In the 18 scientific publications about the ingredients that the authors identified, six showed mixed or no benefit for stone disease; the other 12 publications supported the ingredients’ use in stone formers. Only five were human studies.

Chanca piedra/Phyllanthus niruri showed some evidence of efficacy and was the most studied active ingredient, with human and animal studies. Cranberry, green tea leaf, pomegranate, Tribulus terrestris, and citric acid followed as ingredients with human studies for treating stone disease.

But Dr. Koo said he is hesitant to recommend any supplemental ingredients based on the quality of science available today.

“Even when studies were available, they were often studies done in animals or humans where the outcomes were biochemical changes in the serum or urine-not specifically changes in stone formation or stone recurrence,” Dr. Koo said. “So even with studies that concluded that there might be useful or effective biochemical changes that would potentially lead to decreased stone formation, we don’t know for sure in the vast majority of cases whether consuming that particular ingredient actually results in meaningful changes for our patients.”

Overall, there is very limited evidence, but there are a lot of supplements on the market and patients need to have real expectations of what these supplements may or may not do regardless of their claims, according to Dr. Koo.

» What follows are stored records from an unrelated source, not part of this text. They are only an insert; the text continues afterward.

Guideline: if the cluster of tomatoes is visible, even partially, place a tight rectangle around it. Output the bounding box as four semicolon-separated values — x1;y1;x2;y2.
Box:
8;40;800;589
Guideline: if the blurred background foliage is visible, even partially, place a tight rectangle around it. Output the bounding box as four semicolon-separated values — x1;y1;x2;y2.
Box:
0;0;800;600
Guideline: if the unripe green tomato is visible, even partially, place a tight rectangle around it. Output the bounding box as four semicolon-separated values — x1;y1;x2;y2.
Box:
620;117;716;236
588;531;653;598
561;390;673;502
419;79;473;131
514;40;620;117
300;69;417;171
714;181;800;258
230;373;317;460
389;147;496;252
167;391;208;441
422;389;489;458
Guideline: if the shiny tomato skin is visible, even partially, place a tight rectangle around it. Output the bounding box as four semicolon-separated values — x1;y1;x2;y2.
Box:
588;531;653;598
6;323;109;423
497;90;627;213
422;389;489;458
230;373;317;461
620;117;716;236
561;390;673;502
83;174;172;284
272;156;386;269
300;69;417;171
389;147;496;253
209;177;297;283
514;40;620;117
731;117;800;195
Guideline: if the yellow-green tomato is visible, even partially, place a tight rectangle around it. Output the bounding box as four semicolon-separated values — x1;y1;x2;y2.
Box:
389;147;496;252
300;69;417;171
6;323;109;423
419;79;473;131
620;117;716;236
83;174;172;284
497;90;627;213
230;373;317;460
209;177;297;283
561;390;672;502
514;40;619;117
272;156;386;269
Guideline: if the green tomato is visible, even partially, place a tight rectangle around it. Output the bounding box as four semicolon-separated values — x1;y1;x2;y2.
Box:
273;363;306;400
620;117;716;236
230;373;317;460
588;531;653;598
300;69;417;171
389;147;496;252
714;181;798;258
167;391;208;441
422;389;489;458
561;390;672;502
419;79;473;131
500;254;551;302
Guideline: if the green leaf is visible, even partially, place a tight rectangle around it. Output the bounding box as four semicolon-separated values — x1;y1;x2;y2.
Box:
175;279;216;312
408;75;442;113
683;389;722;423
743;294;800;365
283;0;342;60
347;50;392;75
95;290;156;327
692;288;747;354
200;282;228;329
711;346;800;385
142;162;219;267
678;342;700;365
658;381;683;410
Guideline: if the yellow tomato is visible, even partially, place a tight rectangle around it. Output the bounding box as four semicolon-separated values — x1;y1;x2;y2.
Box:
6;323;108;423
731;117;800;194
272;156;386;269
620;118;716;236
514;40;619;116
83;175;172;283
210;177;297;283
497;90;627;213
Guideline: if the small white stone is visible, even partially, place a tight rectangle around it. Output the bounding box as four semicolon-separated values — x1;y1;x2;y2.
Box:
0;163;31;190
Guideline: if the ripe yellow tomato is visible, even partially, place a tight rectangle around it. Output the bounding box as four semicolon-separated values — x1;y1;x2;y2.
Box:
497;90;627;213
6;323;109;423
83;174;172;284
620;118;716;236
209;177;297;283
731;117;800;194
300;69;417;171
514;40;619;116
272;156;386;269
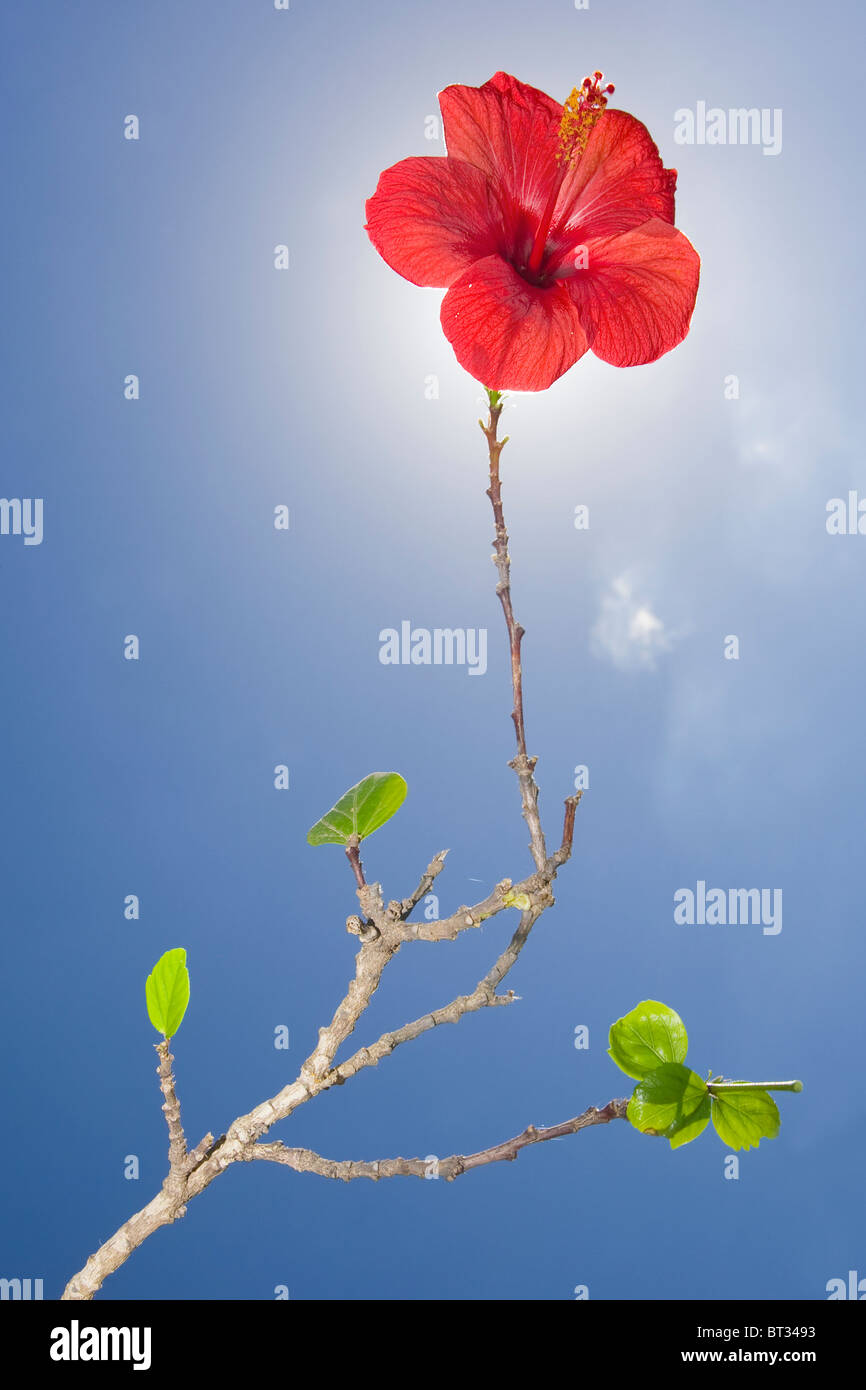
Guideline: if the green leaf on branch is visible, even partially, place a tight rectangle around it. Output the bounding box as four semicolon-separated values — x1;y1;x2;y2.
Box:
713;1091;781;1148
145;947;189;1038
307;773;409;845
628;1062;710;1148
607;999;688;1081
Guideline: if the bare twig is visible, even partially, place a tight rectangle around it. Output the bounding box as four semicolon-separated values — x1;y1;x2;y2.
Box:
63;398;589;1300
400;849;448;917
156;1038;186;1180
346;835;367;888
243;1097;628;1183
478;396;548;869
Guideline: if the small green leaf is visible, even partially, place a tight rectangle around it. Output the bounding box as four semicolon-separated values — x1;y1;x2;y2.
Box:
145;947;189;1038
607;999;688;1081
667;1095;710;1148
307;773;409;845
628;1062;710;1148
713;1091;781;1148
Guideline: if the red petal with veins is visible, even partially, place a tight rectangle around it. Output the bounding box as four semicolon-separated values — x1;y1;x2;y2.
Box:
439;72;563;213
441;256;587;391
563;218;701;367
367;156;502;289
367;72;699;391
553;111;677;246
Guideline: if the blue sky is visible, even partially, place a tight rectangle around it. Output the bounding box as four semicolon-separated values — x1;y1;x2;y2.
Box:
0;0;866;1300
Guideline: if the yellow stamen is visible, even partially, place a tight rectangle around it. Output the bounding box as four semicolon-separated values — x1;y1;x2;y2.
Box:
556;72;613;164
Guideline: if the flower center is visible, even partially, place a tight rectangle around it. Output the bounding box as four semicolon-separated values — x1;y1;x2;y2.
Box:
527;72;613;275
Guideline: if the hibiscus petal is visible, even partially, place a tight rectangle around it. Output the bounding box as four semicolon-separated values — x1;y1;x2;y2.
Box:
441;256;588;391
569;218;701;367
367;156;502;289
552;111;677;249
439;72;563;214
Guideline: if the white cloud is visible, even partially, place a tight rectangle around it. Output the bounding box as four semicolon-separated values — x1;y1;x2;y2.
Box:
591;574;676;671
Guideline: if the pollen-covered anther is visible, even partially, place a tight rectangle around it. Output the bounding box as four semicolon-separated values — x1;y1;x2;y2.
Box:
556;72;613;164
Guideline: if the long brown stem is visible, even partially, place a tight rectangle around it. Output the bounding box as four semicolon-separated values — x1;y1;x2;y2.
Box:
478;392;548;869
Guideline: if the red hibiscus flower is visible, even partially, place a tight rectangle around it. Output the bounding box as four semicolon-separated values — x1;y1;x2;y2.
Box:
367;72;701;391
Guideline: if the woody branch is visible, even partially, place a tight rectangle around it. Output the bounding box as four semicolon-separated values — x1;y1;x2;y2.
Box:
63;398;589;1300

Read: Pharmacotherapy reduces recurrence risk for aggressive stone disease

“We need to remind our patients that the absence of scientific evidence does not mean an absence of potential harm. In these cases, we simply don’t have definitive studies that allow us to say for sure that using these supplements or using specific ingredients is expected to lead to meaningful changes in stone recurrence or stone formation risk,” he said.

Another message from the study is that urologists should include dietary supplement use when asking patients about other medications they’re taking or have tried for their stone disease.

“We should remind ourselves as clinicians that stone disease is a chronic disease and that the medical and surgical management of stone disease can be very challenging and burdensome for patients. There’s a reason patients look for dietary supplements to help them with their symptoms or with their stone recurrence: Stone disease can create a lot of morbidity and anxiety,” he said. “I think including dietary supplements in our routine counseling can open up an opportunity for a dialogue with the patient about what works, what might work, what doesn’t work, and the evidence behind all the different strategies that our patients might be trying.”

One possible explanation for the positive product reviews is that many supplement labels instruct people to take the products three times per day with 12 ounces of water each time. That’s almost 40 ounces of water, which is about half of what urologists would typically recommend for stone patients to be drinking for fluid intake.

“It’s possible that increased fluid intake is what’s driving some of the user-reported benefits,” Dr. Koo said.